Tree Node: using Google Protocol Buffers

Problem Statement

Machines cannot afford to send and receive large chunk of data among each other. There is a burning need of faster and lighter way of data serialization in the world of internet of things.

Our Solution

Google protocol buffers is the best available way of data serialization between servers. By implementing lighter and micro controller compatible version of GPB - nanoPB - we created a faster and better machine to machine communication network.

Abstract

This project is to implement google protocol buffers for serialization of the data. In this main role of protocol buffers is to encode the data before sending it out via nordic wireless communication and decoding the received data on the receiver side.

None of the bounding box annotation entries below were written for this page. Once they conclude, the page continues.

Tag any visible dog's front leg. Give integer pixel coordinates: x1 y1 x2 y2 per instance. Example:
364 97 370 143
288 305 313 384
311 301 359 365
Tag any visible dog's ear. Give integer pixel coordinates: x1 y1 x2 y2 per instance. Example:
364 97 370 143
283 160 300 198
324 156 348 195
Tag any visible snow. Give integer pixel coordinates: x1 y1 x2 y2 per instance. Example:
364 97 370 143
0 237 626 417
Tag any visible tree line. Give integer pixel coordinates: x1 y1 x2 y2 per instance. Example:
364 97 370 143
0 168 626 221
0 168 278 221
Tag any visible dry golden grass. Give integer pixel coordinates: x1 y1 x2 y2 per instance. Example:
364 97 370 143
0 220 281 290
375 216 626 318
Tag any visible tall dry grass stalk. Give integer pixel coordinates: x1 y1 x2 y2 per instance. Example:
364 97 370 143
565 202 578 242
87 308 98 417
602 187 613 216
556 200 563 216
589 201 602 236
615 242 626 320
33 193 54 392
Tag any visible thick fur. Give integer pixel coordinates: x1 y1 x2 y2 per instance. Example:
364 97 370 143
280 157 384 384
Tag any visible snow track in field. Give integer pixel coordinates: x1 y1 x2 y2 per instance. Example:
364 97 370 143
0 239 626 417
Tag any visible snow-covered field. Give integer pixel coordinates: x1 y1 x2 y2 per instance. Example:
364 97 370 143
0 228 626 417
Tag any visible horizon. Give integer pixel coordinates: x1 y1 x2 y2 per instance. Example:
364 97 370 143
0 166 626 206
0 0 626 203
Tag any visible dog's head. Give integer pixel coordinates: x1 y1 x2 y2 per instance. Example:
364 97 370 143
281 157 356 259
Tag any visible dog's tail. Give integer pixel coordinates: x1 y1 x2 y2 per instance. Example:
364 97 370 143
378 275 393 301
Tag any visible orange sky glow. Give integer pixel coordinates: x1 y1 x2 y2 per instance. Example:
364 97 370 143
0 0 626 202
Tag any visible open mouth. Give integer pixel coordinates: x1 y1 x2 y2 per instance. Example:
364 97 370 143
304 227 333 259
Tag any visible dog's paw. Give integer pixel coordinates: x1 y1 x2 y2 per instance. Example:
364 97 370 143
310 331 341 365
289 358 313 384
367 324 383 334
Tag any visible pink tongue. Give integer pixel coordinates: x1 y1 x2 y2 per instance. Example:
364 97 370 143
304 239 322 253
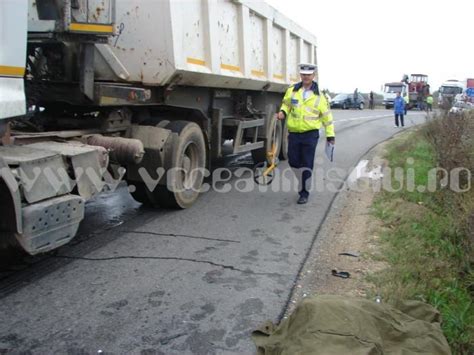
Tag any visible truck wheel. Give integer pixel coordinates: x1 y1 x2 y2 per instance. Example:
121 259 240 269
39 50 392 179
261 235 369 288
153 121 206 209
252 118 282 164
279 123 288 160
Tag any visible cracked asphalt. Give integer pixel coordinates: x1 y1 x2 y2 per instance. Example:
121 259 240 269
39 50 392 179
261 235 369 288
0 110 425 354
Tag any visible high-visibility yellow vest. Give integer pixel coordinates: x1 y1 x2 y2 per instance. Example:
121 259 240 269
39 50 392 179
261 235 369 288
280 83 335 137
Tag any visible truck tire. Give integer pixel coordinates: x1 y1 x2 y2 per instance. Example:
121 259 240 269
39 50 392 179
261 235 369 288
252 118 282 164
279 122 288 160
152 121 206 209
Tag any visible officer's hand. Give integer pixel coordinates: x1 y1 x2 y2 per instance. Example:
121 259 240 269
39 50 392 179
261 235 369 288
275 111 285 121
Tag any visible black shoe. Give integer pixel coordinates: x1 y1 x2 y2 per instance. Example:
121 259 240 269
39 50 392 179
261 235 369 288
296 196 308 205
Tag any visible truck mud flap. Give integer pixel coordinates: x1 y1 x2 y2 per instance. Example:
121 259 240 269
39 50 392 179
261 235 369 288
16 195 84 255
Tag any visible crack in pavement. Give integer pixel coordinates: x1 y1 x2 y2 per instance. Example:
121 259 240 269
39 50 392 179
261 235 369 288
52 255 286 276
120 230 240 243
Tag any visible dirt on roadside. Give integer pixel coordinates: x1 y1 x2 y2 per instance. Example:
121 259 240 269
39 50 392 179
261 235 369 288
285 140 392 316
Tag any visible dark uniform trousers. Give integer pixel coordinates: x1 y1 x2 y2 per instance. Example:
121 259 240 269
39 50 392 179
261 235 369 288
288 129 319 198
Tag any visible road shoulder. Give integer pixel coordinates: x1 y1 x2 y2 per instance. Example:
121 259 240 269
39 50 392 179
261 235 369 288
285 138 387 316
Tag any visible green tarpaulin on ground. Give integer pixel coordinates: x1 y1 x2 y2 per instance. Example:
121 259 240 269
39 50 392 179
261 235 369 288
252 295 451 355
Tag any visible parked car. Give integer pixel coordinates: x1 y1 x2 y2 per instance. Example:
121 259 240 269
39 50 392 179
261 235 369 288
331 94 365 110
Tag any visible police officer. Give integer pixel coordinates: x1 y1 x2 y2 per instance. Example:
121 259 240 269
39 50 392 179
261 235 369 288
276 63 335 204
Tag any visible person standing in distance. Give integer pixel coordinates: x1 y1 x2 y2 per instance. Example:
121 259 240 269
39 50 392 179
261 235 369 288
275 63 335 204
393 91 405 128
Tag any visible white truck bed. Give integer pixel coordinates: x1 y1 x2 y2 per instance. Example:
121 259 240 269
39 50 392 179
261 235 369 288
90 0 316 91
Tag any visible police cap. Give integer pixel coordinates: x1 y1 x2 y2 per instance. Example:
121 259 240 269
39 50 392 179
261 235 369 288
298 63 316 74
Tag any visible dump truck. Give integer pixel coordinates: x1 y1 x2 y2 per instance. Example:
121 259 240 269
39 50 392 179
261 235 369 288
438 79 466 109
383 74 430 109
0 0 316 254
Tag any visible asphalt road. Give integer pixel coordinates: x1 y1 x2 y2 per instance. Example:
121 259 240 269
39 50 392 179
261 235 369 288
0 110 425 354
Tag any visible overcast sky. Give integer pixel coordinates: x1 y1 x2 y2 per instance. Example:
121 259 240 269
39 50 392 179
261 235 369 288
265 0 474 92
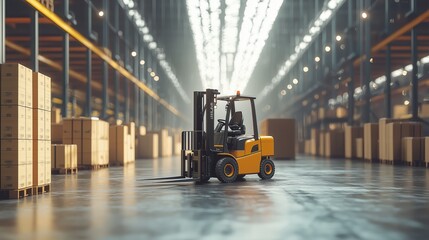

  • This project mainly focuses on Following topics:
    nanoPB
    • Studying different types of Protocol Buffers (GPB)
      Google Protocol Buffers
      Nano PB 
      Flat Buffers



  • Implementing Nordic wireless communication between different boards by using these implemented google protocol buffers.
  • Studying network architecture - Tree Achitecture
== Google Protocol Buffers== 

Protocol Buffers was developed by Google for serializing data.

So, what is Serialization? According to Wikipedia, "serialization is the process of translating data structures or object state into a format that can be stored (for example, in a file or memory buffer, or transmitted across a network connection link) and reconstructed later in the same or another computer environment". Google Protocol Buffers is one of the methods used for serializing. The other famous method is XML. But, the main advantage of using Google Protocol Buffer over XML is that it is light weight, which makes it fast. It also has an easier implementation.

Currently, GPB has extended support for many programming languages, but C++, Java and Python are widely used.

GETTING STARTED

The first step for us was to install the package available in https://github.com/google/protobuf/ and follow the instructions given in it. We first tried it in Windows Operating System. Because we were not able to successfully install in Windows, we moved to Linux.

Windows Installation (Unix terminal)

The SJSU development package consists of a folder MSYS inside MINGW. The proto compiler is the most important thing and it was downloaded from https://developers.google.com/protocol-buffers/docs/downloads. It isused to compile .proto files which produces pb.h and pb.cc files. The protoc binary executable file was then placed inside the bin folder and its path defined in the environment variables. Msys is a unix like terminal used for configuring and building of applications which depend on Unix tools. The below steps for installing GPB were followed -

  • Double click on ./autogen.sh. It will run in command prompt. This will generate a gtest folder. It consists of configure files, source code and libraries.
  • Now in another window, open msys.bat file to start the unix like terminal.
  • Navigate to the gtest folder and run ./configure
  • This takes time and checks for gcc compatibility. Also, make sure that your antivirus is temporarily off. If not, the configure file may not be executed successfully and it will give errors like gcc configured
  • Once configure runs successfully, type 'make' and execute it.
  • After executing make, type 'make install' and execute it. Here is where, we faced issues.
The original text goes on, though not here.